Appellants brought their action for infringement of patent No. 1,133,251, issued to Roy E. Adams, March 30,1915, for a grader. Claims 5, 6, 9, 12, 15, 20, 22, 23, 26, 31, 32, 35, and 41 are in suit. The District Court held claims 20 and 26 to be anticipated by patent to J. D. & R. E. Adams, No. 1,014,989, issued January 16,1912, prior to application of the patent in suit. The remaining claims were held invalid on the grounds of aggregation and want of invention. (D. C.) 28 F.(2d) 225. Claim 22 may be taken as typical of all the claims in suit, including claims 20 and 26, and is printed in the margin. 1 Reissue patent No. 16,200, which was also held invalid, is not involved in the present appeal.

Road graders, consisting of an adjustable mold board carried on a frame which is supported by front and rear pairs of wheels, are extremely old and well known to every one. In the course of natural development it was found that the pressure of earth or road material upon the diagonal surface of the mold board tended to force the rear wheels to a position oblique to the line of travel. This was called side draft. Side draft was very early corrected by tilting or leaning the rear wheels, so as to resist this skidding movement. Compare patents to Adams, No. 310,165, and its reissue, No. 10,666 (1885);. to Adams & Pennock, No. 370,589 (1887); to Ridings, No. 829,605 (1906); to R. E. Adams, No. 853,614 (1907); to J. D. & R. E. Adams, No. 1,014,989 (1912), and others. These patents usually covered particularly the mechanical means by which the *396 wheels were tilted, for there were many ways ■of accomplishing such result.

Another difficulty was encountered which had to be overcome. As the pressure upon the mold board increased, the grader had a tendency to ride upon the mold board over the obstructions it was intended to move, thus lifting one of the rear wheels from the ground.

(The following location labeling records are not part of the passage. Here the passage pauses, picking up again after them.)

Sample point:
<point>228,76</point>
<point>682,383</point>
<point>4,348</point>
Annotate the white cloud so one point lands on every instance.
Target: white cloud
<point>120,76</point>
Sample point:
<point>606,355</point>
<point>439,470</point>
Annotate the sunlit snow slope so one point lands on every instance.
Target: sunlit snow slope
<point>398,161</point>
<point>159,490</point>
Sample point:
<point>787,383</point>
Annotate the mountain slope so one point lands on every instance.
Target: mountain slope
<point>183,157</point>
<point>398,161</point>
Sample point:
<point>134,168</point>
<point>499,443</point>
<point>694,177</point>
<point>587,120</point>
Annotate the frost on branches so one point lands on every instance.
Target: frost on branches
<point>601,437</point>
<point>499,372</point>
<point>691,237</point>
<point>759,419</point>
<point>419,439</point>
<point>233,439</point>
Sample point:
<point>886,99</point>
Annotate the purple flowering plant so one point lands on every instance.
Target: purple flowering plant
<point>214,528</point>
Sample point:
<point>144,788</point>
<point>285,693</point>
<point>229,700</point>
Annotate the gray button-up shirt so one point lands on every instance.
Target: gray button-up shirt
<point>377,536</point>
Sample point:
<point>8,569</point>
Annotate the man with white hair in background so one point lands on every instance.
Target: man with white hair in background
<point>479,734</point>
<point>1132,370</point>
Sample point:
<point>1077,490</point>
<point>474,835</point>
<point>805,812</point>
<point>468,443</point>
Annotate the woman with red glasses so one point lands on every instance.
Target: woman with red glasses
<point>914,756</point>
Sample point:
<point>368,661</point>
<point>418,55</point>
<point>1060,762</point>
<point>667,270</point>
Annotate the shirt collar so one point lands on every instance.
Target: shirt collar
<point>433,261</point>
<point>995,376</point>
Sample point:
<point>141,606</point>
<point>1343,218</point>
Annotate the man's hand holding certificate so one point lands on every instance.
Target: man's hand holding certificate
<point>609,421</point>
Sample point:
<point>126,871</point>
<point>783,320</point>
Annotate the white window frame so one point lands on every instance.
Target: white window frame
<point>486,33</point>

This tendency was sought to be corrected by the use of much wider or longer fear axles. It was also common practice, not only to change the angularity of the mold board, but to permit it to be shifted bodily toward one side or the other. Thus the wider rear axle would not prevent the grader from being reversible, that is, working one side of the road in both directions, but occasions sometimes arose where, because of the configuration of the ground to be traveled, it was desirable that front and rear wheels on the same side-track, or travel upon the same line. J. D. and R. E. Adams, accomplished this end, in patent No. 1,014,-989, by a shifting of the frame upon the front axle whereby the front and rear wheels upon one side might be brought into alignment. Others had accomplished this same result by providing axles for the rear wheels which were laterally adjustable with respect to the frame. Compare patents to Bunnell & Page, No. 567,293 (1896); to J. B. & B. O. Rhodes, No. 724,042 (1903); to Lathrop, No. 940,169 (1909); to Wold, No. 968,439 (1910), as examples.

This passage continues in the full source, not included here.